For prosthetic users or stroke patients, this precision is difficult due to limited or absent visual and tactile feedback. Without sufficient sensory information, controlling movements accurately becomes much more difficult.
To address this, researchers have added cues like vibrations, sounds, and visual signals to replace missing sensations. Augmented sensory feedback can improve performance, but it requires extra equipment and cannot fully replicate natural limb sensation.
Seeking a simpler solution, Pierre Vassiliadis and Friedhelm Hummel at EPFL’s Neuro-X Institute, with Silvestro Micera and Solaiman Shokur, explored a different approach. Instead of restoring lost sensations, they tested whether the brain could learn better from feedback tied directly to successful actions.
Continuous feedback
“Most training methods only tell users whether they succeeded after completing a movement,” Vassiliadis explains. “However, a final score or success notification does not indicate which part of a complex movement caused the error.”
To address this limitation, researchers at EPFL developed a system that delivers performance feedback while the movement is taking place. Across five studies with 106 participants (including 18 stroke patients), participants tracked a moving target for seven seconds using a cursor controlled by a force sensor or biceps activation.
During the task, the target changed color in real time based on performance—green for success and red for errors. As performance improved, the system automatically adjusted the feedback threshold to maintain an appropriate level of challenge and keep the information useful. In comparison experiments, the color changes were random, and participants were instructed to disregard them.
With fewer than 20 color-based trials, participants rapidly improved motor control, and the gains persisted even after feedback was removed.
People Respond Differently To Training and Feedback
The color-based feedback proved most effective when other feedback was restricted. When participants saw the cursor only about one-third of the time, performance gains were roughly three times higher than with full visual feedback.
A similar result appeared in another experiment using a muscle-activity control system: reducing artificial touch feedback further amplified the benefits.
Stroke patients also showed improvements in low-vision conditions, although these gains did not last after training ended. Researchers attribute this to the brief training period and possible differences in how motor memories are formed following brain injury.

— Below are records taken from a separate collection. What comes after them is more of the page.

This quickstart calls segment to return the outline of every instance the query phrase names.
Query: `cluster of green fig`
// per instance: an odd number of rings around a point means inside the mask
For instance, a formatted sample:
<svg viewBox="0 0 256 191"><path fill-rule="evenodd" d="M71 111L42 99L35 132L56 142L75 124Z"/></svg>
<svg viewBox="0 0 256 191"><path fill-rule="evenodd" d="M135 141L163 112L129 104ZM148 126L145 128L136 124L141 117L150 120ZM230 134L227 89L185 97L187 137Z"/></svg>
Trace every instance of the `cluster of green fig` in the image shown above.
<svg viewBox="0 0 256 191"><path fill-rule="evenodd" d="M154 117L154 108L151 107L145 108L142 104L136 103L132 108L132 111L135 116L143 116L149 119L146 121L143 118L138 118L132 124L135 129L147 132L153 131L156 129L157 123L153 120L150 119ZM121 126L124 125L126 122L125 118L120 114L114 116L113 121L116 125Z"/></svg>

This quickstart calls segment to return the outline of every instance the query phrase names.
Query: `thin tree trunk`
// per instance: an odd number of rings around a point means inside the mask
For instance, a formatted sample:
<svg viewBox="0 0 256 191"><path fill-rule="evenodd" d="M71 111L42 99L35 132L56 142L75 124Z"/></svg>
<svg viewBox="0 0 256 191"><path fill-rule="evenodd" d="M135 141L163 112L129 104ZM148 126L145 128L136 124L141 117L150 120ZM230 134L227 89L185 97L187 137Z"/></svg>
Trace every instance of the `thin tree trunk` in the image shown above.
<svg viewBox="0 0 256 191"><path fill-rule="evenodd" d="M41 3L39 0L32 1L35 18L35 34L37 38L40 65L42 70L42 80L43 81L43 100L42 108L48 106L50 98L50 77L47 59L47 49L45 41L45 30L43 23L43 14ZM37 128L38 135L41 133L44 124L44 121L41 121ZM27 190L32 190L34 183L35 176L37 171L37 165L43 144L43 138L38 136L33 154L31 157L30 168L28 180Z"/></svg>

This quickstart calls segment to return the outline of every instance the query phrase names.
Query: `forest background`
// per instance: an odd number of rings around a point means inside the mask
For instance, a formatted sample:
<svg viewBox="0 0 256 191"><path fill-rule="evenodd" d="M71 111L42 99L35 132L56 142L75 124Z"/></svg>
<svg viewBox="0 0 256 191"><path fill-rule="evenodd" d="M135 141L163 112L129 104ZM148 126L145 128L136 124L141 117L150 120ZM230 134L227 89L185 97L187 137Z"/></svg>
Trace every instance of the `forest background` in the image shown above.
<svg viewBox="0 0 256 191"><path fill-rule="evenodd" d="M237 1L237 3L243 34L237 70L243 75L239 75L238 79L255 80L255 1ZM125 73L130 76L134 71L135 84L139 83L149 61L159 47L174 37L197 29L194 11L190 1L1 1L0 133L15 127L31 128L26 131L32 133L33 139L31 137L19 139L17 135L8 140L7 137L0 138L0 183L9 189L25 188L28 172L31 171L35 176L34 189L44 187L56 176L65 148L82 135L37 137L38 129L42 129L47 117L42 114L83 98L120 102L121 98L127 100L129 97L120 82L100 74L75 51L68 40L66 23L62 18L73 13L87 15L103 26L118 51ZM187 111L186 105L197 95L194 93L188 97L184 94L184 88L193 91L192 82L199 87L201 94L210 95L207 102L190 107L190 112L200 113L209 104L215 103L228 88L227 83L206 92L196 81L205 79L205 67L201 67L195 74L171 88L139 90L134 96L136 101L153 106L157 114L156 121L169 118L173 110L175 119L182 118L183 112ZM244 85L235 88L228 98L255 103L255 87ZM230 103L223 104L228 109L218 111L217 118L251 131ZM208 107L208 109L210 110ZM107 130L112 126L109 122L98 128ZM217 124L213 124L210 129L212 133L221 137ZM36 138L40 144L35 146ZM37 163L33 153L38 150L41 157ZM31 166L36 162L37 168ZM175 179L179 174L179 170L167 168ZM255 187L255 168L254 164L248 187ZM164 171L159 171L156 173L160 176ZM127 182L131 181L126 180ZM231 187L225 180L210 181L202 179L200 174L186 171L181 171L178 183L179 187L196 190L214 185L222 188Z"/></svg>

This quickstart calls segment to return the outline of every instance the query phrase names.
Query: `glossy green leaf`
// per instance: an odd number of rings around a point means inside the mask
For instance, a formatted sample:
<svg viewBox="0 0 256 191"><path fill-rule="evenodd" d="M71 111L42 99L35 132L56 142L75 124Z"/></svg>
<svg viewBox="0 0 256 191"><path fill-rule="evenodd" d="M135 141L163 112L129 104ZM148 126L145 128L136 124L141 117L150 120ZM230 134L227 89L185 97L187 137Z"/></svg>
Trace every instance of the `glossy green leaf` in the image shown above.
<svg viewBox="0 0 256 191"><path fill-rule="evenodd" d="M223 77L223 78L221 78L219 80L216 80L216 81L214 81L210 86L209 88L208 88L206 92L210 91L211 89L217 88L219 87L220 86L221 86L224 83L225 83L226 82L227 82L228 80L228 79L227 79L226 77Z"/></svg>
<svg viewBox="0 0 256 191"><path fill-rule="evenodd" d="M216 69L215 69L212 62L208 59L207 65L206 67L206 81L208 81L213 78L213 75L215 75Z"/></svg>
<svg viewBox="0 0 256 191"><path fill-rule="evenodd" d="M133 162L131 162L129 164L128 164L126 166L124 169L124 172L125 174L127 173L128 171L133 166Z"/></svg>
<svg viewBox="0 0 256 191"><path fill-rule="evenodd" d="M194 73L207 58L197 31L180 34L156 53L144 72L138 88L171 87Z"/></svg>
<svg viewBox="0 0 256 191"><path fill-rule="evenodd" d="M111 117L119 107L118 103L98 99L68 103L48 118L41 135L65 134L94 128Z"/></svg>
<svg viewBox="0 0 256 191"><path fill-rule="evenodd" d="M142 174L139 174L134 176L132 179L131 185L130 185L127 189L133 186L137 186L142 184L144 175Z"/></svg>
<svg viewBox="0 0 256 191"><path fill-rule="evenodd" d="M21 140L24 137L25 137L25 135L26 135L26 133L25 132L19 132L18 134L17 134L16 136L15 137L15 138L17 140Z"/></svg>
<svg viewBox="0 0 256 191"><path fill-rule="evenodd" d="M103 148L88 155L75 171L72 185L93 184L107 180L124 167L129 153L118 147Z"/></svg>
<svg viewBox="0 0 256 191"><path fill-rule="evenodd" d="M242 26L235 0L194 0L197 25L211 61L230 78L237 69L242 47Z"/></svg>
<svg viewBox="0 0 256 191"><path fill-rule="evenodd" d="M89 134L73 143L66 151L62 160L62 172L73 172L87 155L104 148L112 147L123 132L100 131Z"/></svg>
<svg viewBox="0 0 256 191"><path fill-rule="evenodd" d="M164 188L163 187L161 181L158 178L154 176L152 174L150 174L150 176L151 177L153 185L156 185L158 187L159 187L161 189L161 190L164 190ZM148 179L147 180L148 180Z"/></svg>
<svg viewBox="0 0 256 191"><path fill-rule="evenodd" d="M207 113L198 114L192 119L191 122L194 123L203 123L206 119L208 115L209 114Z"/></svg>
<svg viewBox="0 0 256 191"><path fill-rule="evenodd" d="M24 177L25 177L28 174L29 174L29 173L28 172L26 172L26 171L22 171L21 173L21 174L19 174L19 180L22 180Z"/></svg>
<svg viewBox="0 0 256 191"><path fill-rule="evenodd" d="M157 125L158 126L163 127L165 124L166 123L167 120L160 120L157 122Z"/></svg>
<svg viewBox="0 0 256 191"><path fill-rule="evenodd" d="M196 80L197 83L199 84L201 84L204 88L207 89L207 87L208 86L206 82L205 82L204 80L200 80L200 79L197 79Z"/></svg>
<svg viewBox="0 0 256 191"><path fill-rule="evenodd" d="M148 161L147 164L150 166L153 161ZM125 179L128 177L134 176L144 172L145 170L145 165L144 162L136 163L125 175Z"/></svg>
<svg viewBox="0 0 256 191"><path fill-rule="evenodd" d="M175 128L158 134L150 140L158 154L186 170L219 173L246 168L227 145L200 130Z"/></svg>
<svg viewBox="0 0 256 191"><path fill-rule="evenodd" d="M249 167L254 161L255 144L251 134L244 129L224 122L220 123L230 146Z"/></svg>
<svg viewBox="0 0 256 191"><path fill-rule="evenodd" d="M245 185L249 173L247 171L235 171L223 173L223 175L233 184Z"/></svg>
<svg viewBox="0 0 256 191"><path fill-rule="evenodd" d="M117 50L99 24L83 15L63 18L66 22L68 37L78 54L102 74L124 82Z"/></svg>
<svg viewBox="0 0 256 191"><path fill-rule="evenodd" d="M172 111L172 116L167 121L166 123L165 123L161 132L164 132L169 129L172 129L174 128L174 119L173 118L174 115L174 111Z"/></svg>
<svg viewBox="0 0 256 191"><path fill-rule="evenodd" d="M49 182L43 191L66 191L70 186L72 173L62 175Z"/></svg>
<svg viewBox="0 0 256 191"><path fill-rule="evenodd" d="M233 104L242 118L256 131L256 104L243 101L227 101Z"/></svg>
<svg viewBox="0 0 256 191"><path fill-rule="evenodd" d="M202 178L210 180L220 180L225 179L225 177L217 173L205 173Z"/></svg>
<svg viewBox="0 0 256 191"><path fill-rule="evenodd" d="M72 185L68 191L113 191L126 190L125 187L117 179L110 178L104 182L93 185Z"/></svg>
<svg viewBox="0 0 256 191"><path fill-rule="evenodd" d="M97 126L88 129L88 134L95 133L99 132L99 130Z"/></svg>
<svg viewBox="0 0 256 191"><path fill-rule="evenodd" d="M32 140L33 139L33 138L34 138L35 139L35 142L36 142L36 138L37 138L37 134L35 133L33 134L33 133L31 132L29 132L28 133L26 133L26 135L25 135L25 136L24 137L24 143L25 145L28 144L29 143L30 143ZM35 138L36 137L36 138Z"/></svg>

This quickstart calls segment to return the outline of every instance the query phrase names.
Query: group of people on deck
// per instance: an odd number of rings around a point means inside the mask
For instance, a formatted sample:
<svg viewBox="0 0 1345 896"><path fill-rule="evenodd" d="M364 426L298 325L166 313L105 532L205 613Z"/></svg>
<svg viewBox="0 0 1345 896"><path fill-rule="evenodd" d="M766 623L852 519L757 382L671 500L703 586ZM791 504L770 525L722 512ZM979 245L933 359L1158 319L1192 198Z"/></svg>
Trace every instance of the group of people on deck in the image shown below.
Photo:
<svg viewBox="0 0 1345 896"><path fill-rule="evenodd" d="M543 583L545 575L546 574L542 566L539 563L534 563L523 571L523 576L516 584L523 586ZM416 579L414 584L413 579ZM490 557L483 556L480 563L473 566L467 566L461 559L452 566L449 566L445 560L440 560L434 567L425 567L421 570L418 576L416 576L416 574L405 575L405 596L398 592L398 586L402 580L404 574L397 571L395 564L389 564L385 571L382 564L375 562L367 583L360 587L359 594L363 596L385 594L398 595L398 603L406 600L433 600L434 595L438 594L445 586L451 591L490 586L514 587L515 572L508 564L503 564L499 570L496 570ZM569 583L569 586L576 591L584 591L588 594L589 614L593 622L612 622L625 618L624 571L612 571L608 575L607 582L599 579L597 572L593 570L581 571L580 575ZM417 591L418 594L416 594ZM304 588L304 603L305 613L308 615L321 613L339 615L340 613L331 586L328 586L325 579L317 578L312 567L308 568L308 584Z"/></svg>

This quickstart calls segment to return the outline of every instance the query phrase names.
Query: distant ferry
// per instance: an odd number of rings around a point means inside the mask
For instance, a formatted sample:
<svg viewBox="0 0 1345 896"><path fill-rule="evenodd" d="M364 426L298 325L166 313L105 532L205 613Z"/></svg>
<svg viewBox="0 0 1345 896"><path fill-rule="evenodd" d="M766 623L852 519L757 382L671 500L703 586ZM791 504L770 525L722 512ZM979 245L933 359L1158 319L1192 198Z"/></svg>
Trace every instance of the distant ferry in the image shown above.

People varied in how strongly they benefited from the training. Higher reward sensitivity—a trait linked to the brain’s reward system—was associated with greater gains in both healthy participants and stroke patients, suggesting it may be possible to predict who will respond best to this approach.
The researchers also examined how information was exchanged between users and the interface. They found that real-time reinforcement helped make up for reduced moment-to-moment motor corrections when sensory input was limited. Instead of pushing users to try new strategies after errors, the color feedback reinforced and strengthened movements that were already successful.
According to Vassiliadis, the simplicity of the method means it could be easily integrated into existing prosthetic, rehabilitation, and human–machine interface systems with minimal added cost. By leveraging the brain’s natural reward-learning mechanisms, real-time feedback could provide a scalable way to make motor training faster, easier, and more effective.